In conclusion, our study is the first to identify the Kim family genes in zebrafish and to characterize the function and expression of Kim-1 after injury. Kim-1 can potentially be used as a marker for tubular injury in zebrafish, as in rodents and humans. Conditional expression of Kim-1 in the transgenic zebrafish demonstrated a critical pathogenic role of Kim-1 in chronic kidney tubular injury. Kim-1 expression markedly reduced kidney function and fish survival, and retarded fish growth in the adults that did survive. We found that the mTOR pathway was activated in Kim-1 transgenic zebrafish and inhibition of this pathway significantly reduced Kim-1-mediated kidney injury and increased fish survival. We extended the zebrafish findings into mammalian models by examining the KIM-1-mediated mTOR pathway in mice and found that it was activated in Kim1RECtg mice. Inhibition of the mTOR pathway significantly ameliorated the KIM-1-mediated tubular injury and kidney fibrosis in Kim1RECtg mice. Thus, the zebrafish models can be used to interrogate pathophysiologic mechanisms and potential therapeutic approaches which predict mechanisms and efficacy in mammals.
Concise Methods
Structural and Molecular Evolutionary Analyses
Homology analysis with nucleic acid and protein databases (Genbank, EMBL, and SwissProt), including human expressed sequence tag databases, was performed using the BLAST algorithm from the NCBI (National Library of Medicine). Aa analysis for putative post-translation modification sites was performed with PROSITE.46 Ig domains were predicted by the PROSITE database.47 The transmembrane domain was predicted using the online program ‘TMpred’ (www.ch.embnet.org/software/TMPREDform.html), and O-linked glycosylation sites were predicted by the NETNGLYC 3.1 server (www.cbs.dtu.dk/services/NetOGlyc).
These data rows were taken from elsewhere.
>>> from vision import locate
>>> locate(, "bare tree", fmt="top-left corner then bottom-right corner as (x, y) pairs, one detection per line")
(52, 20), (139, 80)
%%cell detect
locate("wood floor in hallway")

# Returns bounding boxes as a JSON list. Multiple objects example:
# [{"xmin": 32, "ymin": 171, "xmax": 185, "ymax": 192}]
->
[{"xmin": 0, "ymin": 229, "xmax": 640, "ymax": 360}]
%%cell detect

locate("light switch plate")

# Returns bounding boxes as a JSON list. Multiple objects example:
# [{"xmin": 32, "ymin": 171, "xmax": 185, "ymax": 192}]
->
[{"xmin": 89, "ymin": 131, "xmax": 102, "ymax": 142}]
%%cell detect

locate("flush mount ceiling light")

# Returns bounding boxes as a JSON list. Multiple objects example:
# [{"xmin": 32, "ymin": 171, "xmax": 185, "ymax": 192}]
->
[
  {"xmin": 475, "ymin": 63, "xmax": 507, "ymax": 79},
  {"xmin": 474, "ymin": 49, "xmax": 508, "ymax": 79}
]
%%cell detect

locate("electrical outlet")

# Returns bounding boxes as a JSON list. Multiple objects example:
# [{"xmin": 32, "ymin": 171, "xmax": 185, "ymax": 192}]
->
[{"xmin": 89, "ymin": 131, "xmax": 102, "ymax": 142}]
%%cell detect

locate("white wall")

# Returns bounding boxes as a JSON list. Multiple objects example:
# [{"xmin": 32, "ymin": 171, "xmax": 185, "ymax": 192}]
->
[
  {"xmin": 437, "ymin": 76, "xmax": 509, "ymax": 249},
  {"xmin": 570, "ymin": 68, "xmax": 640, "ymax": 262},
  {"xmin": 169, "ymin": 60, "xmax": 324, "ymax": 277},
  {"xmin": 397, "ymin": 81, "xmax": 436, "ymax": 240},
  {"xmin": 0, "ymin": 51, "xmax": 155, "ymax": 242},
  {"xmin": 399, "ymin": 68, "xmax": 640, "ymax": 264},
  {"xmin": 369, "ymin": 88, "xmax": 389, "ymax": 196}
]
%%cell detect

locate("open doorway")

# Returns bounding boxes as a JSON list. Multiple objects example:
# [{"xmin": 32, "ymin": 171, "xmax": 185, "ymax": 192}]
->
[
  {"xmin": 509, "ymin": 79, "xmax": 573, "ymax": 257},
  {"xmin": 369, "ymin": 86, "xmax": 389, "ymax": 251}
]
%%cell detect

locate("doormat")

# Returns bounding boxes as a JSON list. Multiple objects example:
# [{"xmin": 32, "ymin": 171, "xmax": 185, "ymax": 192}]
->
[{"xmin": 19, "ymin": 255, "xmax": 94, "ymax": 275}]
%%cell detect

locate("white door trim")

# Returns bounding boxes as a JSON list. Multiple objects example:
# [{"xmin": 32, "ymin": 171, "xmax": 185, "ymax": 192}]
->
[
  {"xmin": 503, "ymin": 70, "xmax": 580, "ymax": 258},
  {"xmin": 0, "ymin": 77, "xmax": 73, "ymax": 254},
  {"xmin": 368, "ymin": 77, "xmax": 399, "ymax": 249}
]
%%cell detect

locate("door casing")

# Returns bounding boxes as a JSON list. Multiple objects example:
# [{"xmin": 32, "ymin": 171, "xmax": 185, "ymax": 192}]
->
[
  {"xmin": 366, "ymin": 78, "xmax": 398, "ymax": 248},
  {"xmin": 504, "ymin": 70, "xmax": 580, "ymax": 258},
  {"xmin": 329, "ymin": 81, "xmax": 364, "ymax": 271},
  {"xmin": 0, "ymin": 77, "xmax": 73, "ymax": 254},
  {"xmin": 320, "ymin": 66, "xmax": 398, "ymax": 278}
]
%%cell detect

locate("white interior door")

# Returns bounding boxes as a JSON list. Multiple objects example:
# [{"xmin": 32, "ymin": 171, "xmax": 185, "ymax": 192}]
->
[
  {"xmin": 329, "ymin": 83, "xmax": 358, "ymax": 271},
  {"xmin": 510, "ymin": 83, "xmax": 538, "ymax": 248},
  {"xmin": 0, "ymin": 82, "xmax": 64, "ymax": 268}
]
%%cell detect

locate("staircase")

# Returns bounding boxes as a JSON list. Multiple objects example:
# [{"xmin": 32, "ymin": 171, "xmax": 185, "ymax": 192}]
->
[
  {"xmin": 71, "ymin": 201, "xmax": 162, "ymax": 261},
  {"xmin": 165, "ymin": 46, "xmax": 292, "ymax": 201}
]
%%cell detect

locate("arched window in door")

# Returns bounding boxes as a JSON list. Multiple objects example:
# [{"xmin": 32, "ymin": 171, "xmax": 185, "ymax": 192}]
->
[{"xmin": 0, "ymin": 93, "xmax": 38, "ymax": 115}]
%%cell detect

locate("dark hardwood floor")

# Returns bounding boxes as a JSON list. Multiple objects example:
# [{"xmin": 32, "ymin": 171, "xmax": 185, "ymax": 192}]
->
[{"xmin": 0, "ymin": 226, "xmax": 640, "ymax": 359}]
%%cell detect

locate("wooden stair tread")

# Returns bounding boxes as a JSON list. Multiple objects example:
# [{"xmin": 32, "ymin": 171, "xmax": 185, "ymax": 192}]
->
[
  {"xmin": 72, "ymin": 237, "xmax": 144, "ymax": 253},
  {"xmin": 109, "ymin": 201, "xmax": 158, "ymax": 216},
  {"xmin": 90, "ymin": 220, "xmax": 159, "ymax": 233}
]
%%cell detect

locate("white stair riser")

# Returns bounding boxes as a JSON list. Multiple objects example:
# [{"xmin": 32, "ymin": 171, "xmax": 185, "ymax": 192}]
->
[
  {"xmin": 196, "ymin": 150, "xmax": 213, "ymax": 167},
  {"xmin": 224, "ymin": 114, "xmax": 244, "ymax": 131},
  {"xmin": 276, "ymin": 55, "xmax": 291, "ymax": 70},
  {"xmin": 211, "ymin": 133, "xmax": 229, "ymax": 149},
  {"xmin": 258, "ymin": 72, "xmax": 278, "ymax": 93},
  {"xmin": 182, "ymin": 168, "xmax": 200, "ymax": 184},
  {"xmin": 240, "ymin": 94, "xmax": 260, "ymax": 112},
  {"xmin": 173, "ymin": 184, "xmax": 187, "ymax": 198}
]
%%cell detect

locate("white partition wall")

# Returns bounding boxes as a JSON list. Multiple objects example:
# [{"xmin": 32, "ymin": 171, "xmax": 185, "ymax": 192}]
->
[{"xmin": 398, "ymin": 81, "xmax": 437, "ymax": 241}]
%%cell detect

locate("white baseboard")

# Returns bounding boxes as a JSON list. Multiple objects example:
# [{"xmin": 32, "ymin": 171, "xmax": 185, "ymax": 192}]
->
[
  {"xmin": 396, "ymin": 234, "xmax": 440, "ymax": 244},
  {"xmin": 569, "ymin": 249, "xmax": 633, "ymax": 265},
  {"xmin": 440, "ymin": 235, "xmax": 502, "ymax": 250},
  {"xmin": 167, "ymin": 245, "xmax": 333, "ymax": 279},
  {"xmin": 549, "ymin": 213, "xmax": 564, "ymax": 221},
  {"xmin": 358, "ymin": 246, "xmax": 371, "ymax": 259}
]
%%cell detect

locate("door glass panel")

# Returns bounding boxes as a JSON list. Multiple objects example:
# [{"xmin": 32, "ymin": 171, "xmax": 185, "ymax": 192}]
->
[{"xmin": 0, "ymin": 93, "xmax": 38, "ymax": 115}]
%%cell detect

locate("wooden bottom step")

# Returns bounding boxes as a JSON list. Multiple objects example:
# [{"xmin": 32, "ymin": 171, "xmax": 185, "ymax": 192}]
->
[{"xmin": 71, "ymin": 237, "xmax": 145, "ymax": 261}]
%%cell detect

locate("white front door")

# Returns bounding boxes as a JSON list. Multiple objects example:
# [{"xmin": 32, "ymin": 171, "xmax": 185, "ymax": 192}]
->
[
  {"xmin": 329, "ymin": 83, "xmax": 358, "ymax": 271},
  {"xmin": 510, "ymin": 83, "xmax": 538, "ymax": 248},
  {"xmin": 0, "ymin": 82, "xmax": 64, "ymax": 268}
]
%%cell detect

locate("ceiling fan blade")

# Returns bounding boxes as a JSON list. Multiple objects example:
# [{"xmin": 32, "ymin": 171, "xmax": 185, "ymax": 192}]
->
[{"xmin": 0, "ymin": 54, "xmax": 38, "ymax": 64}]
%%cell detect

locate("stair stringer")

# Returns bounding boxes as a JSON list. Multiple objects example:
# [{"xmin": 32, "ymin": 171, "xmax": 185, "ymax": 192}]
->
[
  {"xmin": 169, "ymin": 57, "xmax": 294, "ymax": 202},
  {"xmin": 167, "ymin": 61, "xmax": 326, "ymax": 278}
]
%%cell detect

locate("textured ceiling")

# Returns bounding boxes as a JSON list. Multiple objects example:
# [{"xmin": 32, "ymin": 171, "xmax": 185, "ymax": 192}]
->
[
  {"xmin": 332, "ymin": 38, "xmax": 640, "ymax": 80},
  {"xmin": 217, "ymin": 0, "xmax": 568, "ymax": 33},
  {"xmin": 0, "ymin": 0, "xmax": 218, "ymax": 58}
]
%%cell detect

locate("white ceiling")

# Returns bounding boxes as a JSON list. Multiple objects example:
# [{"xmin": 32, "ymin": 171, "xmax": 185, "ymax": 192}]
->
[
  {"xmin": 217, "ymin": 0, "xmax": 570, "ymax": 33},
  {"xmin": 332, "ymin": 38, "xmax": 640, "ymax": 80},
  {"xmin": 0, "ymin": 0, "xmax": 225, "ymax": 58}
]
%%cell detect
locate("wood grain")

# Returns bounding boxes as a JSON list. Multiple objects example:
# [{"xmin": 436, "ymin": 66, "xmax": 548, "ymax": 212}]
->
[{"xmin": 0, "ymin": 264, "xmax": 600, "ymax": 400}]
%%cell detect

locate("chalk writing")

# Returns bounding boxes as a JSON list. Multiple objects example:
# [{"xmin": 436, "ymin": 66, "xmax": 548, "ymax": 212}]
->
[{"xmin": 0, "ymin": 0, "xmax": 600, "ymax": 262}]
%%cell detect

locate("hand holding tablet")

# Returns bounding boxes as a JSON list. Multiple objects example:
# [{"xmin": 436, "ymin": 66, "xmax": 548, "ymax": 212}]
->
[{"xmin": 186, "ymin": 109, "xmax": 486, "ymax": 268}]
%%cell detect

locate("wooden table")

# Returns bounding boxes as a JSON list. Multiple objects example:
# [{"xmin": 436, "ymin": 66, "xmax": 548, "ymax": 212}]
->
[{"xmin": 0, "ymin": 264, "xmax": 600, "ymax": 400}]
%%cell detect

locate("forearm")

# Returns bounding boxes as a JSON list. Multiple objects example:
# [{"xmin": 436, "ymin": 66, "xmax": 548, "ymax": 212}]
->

The draft genome databases and expressed sequence tag databases distributed at Swiss-Prot protein databases, Expasy, Ensembl, University of California, Santa Cruz (UCSC) Genome Browser, The Institute of Genomic Research (TIGR), and NCBI database for Expressed Sequence Tags (dbEST) were employed to retrieve the Ig molecules. Multiple alignments of sequences were conducted using the Multi-Align software48 and Clustal W program (version 1.83).49 On the basis of the alignment, phylogenetic trees were constructed with the program MEGA550 using a neighbor-joining method. Statistical significance of each branch was examined by bootstrapping. The veracity of these trees was studied using the bootstrapping method by executing 1000 replicates.
Zebrafish Husbandry
All animal husbandry adheres to the National Institutes of Health (NIH) Guide for the Care and Use of Laboratory Animals. Wild-type zebrafish (D. rerio) were maintained on a 14/10 hour light–dark cycle at 28.5°C and fed twice daily. Fertilized eggs were raised in embryo medium at 28.5°C and staged according to the standard method as described previously15. All the eggs and larvae were raised in E3 medium (5 mM NaCl, 0.17 mM KCl, 0.33 mM CaCl2, 0.33 mM MgSO4, 10–5% methylene blue).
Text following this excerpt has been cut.